As prospect enthusiasts go, they always want to know the ceiling, floor, or major league comparison for that prospect is. This is an almost impossible to answer question and is filled with variables, but there are systems out there that look at age, skill, and level similarities to provide a quantifiable comparable for a prospect. Not to say that these systems are perfect, but they are based off cold hard data.
One such system is the Comparison and Likeness (CAL) system created by Joseph Werner at our sister site Beyond the Box Score. More information about josh: he's the owner of ProspectDigest, his work has been featured on ESPN, and he's easily reachable on Twitter.
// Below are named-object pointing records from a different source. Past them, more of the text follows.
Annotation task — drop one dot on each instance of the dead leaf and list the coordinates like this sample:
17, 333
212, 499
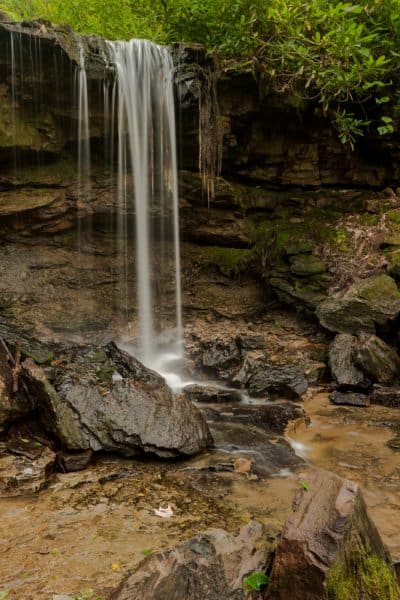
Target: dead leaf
243, 465
165, 513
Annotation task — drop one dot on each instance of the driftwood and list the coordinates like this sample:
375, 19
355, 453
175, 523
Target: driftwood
15, 363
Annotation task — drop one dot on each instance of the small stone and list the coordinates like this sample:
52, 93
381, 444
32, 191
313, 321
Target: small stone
341, 362
328, 532
362, 306
211, 394
20, 475
350, 398
386, 396
379, 361
77, 461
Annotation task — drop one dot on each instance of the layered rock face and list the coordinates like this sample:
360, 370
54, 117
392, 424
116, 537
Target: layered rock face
279, 212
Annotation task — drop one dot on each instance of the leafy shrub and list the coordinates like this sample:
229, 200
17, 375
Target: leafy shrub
343, 54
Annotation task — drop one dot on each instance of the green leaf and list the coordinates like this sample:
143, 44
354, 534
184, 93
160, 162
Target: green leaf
256, 581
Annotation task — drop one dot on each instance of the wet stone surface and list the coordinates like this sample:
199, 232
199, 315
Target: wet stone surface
355, 443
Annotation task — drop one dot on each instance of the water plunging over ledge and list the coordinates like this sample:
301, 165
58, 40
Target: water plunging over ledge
142, 107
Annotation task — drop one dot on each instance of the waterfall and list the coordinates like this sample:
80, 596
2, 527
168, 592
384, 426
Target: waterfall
147, 186
83, 126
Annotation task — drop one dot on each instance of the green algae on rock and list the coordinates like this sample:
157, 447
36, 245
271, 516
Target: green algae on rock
362, 306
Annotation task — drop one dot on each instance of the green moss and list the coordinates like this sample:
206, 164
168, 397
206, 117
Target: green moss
369, 578
307, 264
375, 288
394, 217
225, 259
40, 356
105, 374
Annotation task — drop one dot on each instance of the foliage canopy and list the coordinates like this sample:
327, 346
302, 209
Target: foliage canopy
344, 54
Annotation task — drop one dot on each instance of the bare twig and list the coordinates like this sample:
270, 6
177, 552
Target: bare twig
17, 367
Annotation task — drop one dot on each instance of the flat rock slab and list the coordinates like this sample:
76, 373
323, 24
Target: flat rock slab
101, 398
271, 417
329, 541
362, 306
208, 566
349, 398
211, 394
386, 396
20, 475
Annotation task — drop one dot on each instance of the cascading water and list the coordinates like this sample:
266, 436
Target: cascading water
83, 126
148, 186
141, 163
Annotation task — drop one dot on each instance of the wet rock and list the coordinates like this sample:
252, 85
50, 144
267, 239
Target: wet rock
378, 360
262, 378
341, 362
350, 398
362, 306
77, 461
251, 342
305, 265
329, 541
13, 405
386, 396
271, 417
20, 475
211, 394
220, 354
86, 407
208, 566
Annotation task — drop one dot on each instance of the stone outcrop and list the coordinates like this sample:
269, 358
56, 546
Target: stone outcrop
262, 379
358, 361
103, 399
341, 362
361, 307
350, 398
13, 404
377, 360
208, 566
329, 547
25, 471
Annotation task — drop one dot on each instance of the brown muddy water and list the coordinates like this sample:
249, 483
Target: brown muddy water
353, 442
88, 529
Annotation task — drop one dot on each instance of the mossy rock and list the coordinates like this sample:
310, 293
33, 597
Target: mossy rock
366, 578
225, 259
394, 217
394, 263
362, 306
298, 246
307, 264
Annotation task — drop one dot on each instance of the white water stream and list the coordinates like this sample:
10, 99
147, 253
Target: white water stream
148, 185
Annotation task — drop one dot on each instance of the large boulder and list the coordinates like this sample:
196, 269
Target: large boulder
362, 306
385, 396
341, 362
262, 378
101, 398
13, 404
376, 359
208, 566
357, 361
330, 548
23, 472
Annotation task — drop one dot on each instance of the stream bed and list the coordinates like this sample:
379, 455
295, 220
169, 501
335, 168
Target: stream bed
355, 443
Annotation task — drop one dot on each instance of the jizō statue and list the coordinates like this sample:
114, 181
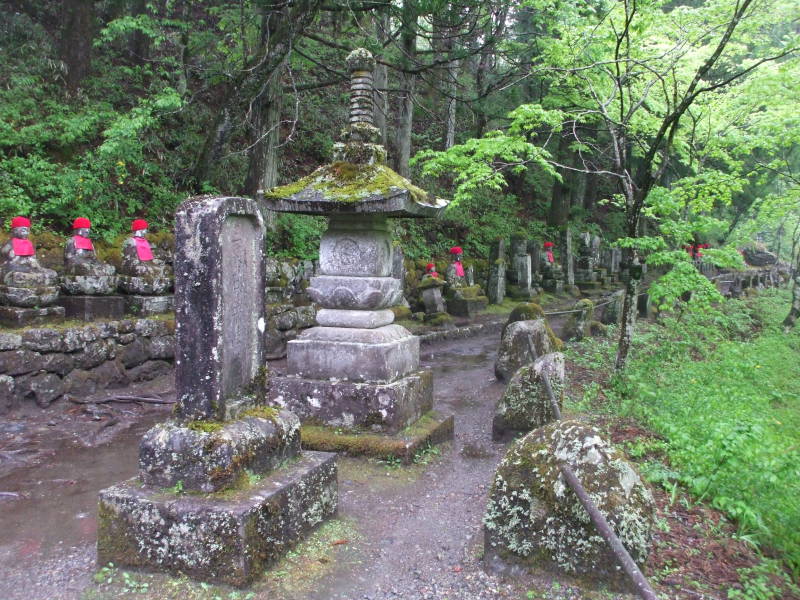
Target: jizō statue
84, 273
456, 276
142, 272
23, 281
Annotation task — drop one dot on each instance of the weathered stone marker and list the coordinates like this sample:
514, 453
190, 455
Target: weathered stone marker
358, 369
496, 291
223, 439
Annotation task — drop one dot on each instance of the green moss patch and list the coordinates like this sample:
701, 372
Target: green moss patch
349, 182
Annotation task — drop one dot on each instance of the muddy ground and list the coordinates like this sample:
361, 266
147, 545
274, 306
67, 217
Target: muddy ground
402, 532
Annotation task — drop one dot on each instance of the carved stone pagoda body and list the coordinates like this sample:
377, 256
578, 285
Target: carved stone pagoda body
145, 279
357, 369
252, 492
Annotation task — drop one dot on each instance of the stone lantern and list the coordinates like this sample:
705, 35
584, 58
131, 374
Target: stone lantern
357, 369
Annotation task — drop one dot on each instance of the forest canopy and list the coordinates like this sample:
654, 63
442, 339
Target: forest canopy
674, 119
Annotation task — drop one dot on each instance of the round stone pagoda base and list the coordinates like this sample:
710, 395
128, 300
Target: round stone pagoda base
16, 316
149, 305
When I first read his post introducing the CAL system at BTBS, coincidentally it was about Mike Moustakas, I was intrigued by the process. I love projection and comparables systems. I'm a big believer in ZiPS, and I think PECOTA's five-year and similarity score index (so much that I wrote an article using it) is a great start to figuring out what a prospect may be given his similarity to other former prospects.
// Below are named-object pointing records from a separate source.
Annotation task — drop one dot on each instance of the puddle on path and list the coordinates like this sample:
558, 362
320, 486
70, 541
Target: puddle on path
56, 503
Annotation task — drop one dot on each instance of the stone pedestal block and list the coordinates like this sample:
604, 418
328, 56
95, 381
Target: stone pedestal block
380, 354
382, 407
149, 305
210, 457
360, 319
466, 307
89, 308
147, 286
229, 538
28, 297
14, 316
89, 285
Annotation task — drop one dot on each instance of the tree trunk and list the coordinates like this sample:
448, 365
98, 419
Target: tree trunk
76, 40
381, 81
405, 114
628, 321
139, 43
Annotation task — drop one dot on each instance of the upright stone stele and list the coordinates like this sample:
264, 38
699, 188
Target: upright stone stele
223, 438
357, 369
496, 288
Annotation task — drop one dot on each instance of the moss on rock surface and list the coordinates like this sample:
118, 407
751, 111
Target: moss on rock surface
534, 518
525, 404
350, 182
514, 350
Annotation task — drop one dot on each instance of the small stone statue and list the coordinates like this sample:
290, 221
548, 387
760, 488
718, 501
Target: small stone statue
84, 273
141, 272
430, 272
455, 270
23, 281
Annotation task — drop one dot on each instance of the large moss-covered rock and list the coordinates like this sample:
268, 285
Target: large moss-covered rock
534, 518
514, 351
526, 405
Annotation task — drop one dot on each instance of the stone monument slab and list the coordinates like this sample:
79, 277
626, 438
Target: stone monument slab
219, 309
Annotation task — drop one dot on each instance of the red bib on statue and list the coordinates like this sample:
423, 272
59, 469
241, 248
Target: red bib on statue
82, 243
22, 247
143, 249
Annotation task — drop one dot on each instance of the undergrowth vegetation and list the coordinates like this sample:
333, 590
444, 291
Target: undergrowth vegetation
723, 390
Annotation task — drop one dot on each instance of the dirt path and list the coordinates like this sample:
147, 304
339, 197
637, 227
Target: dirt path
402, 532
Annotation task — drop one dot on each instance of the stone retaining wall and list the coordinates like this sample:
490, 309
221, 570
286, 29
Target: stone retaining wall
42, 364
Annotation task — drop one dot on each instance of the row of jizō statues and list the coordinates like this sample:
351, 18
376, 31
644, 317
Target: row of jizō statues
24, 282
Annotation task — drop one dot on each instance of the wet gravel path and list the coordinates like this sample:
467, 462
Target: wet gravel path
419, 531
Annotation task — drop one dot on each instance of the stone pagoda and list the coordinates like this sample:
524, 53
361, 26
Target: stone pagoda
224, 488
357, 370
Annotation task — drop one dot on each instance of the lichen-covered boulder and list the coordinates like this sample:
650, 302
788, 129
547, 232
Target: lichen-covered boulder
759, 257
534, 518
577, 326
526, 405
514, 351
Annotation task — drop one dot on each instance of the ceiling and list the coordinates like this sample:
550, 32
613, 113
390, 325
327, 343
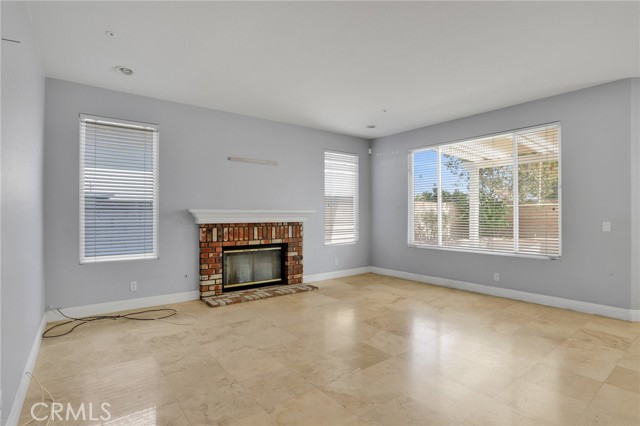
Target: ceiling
341, 66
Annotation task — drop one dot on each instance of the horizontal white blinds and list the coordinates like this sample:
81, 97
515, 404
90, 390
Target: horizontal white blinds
340, 197
490, 194
118, 190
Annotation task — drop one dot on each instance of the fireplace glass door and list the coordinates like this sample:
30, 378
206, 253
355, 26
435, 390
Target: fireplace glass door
252, 266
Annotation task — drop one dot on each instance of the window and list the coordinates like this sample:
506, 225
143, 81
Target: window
118, 190
340, 198
498, 194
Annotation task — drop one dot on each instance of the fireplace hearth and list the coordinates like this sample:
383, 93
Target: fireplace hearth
218, 239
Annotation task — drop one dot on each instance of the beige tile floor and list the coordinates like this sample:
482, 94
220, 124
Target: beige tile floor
363, 350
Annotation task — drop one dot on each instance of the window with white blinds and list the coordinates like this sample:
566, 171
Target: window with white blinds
118, 190
496, 194
340, 198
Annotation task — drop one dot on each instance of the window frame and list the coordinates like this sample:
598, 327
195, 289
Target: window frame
513, 132
154, 130
356, 213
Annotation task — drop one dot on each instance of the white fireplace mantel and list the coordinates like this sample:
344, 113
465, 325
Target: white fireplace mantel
249, 216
I reached out to Joseph/Joe/Joey on Twitter to see if he could provide me the CAL system results for Royals prospects. Not only was he very willing to give his information to me, but he did me one better and threw in a few current Royals pro bono (if you think that Royals prospect comps are "for the public good" as pro bono means...). What a swell guy.
Some of the information is still behind the scenes and if you have questions I'm sure Joe would be more than willing to answer them, but I'll let him explain his system better than I can.
What is CAL?
Before that question can be answered, let's take a look at what CAL isn't -- namely, a projection system in the traditional sense. CAL doesn't forecast an upcoming season -- or seasons -- like PECOTA or ZiPS or Oliver or any other groundbreaking well-known projection system.
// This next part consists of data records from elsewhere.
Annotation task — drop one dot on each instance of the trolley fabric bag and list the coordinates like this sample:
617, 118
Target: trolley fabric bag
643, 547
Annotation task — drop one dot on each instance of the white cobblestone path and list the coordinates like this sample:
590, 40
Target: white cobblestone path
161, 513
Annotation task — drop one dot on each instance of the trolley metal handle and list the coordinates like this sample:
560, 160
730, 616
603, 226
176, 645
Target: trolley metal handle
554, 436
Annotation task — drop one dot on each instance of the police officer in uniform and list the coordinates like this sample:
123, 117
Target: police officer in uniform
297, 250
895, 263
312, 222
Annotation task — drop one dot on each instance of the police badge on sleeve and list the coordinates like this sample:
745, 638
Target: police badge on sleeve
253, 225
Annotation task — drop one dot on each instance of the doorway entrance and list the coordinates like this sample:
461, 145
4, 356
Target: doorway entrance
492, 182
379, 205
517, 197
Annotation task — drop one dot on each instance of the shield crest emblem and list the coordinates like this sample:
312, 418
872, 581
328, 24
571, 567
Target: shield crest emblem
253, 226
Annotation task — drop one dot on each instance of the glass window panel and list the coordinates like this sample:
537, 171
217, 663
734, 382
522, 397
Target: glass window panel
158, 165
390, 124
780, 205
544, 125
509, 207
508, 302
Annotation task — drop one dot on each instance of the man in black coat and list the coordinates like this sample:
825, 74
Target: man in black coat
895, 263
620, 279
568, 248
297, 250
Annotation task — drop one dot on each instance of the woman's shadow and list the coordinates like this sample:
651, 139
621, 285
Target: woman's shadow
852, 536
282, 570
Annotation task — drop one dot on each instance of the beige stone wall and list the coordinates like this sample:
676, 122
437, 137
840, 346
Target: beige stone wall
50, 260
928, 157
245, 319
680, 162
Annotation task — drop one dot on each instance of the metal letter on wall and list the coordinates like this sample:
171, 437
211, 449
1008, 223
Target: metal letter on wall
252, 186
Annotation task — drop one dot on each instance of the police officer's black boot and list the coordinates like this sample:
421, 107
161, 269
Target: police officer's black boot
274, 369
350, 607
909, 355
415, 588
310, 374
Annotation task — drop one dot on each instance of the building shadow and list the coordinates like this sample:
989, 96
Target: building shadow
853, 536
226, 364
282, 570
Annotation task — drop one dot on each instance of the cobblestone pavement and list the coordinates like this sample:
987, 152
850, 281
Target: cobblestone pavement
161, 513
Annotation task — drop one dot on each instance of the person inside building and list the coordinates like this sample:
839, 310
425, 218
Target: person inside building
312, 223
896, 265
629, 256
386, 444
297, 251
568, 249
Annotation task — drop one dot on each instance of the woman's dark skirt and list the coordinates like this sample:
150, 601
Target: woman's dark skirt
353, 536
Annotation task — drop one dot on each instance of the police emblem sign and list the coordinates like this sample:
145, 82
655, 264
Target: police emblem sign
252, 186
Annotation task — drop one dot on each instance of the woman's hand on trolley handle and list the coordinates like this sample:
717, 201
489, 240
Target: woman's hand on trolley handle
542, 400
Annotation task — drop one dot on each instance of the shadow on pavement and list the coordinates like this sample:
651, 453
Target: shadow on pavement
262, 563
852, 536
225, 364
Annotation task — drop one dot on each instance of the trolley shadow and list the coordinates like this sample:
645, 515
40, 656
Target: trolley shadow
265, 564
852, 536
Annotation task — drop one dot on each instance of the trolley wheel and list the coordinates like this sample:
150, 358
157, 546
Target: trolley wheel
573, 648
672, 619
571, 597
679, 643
So what exactly is CAL then? It's a player classification system whose singular goal is quite simple -- to provide a better context in which minor league numbers can be evaluated by finding closely related players. It's another piece to the analytical puzzle.
Taking James' original formula and reworking it with a litany of differently weighted statistics, CAL searches through the database for players of the same ilk. Each player starts out with 1000 points and subtractions are made for differences in age, level of competition, and, of course, position, among many others. (Some of the statistics used are: strikeout percentage, walk percentage, and homerun rates for pitchers, and plate discipline, Isolated Power, and Speed Score, which was developed by James himself).
Ideally, players with a score of 980 or higher represents a potentially strong correlation between skillsets and, again, a potentially similar development path. Outside of 980 points, skillsets begin to differ; obviously, so, the further away from that point. One player may have more speed or less power or play a different position.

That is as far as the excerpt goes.